More Operations and Syntactic Sugar
Previously Defined
Valuewraps numbers and records operations- Add and multiply store local gradients
The same pattern extends to every operation our model needs. Each one has a single input and stores a single local gradient:
Power
def __pow__(self, other): return Value(self.data**other, (self,), (other * self.data**(other-1),))
If c = a ** n, then ∂c/∂a = n * a^(n-1) — the standard power rule. Note that other here is a plain number, not a Value (we only need to differentiate with respect to the base).
Log
def log(self): return Value(math.log(self.data), (self,), (1/self.data,))

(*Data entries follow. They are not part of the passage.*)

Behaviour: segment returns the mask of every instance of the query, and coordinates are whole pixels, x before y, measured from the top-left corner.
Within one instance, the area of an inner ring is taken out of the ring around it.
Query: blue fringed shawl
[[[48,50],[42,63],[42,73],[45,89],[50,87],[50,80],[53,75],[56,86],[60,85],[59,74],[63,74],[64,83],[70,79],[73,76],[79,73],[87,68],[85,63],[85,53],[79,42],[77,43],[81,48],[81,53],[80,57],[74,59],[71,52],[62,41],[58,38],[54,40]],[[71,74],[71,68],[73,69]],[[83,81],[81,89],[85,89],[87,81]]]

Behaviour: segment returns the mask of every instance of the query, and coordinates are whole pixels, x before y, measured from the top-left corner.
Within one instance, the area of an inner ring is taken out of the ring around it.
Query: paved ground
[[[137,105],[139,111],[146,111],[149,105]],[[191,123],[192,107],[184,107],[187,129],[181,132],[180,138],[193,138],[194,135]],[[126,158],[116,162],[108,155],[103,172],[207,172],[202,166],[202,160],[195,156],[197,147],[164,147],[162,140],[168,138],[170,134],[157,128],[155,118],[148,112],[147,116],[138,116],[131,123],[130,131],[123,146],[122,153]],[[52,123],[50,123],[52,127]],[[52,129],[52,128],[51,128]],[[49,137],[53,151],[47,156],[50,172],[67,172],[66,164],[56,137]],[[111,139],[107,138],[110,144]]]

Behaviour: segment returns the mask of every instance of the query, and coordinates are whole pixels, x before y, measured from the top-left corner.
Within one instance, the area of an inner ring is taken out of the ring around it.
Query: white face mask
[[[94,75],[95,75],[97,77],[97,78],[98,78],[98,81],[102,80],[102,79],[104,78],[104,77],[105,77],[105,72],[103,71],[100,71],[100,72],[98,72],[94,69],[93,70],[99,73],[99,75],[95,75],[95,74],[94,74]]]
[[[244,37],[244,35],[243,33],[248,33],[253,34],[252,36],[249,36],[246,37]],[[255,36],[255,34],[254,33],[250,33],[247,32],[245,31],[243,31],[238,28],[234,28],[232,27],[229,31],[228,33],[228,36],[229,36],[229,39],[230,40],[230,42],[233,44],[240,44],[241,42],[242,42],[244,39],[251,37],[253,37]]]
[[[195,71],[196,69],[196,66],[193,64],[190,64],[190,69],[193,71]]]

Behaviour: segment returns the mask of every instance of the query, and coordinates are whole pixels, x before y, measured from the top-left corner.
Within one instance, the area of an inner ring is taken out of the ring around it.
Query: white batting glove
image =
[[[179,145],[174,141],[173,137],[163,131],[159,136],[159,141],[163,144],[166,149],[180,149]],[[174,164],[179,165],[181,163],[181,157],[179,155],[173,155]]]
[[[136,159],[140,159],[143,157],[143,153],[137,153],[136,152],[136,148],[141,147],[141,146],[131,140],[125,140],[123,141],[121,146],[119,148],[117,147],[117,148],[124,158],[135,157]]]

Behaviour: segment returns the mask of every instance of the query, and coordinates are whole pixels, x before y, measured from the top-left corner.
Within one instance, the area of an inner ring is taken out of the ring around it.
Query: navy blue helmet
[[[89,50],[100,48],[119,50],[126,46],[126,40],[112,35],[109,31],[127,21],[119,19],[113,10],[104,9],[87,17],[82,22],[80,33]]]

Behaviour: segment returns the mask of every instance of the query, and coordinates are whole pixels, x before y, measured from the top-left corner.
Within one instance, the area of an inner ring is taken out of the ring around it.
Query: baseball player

If c = log(a), then ∂c/∂a = 1/a. This is the operation that turns probabilities into the loss (via -log(prob)).
Exp
def exp(self): return Value(math.exp(self.data), (self,), (math.exp(self.data),))
If c = exp(a), then ∂c/∂a = exp(a) — the exponential is its own derivative. Used inside softmax.
ReLU
def relu(self): return Value(max(0, self.data), (self,), (float(self.data > 0),))
If c = relu(a), then ∂c/∂a is 1 when a > 0, and 0 otherwise — the same binary gradient we hand-coded in Step 1.
The rest
def __neg__(self): return self * -1
def __radd__(self, other): return self + other
def __sub__(self, other): return self + (-other)
def __rsub__(self, other): return other + (-self)
def __rmul__(self, other): return self * other
def __truediv__(self, other): return self * other**-1
def __rtruediv__(self, other): return other * self**-1
Subtraction, division, and negation are all defined in terms of add, multiply, and power. They don’t need their own gradient logic — the chain rule handles them automatically through the operations they’re built from.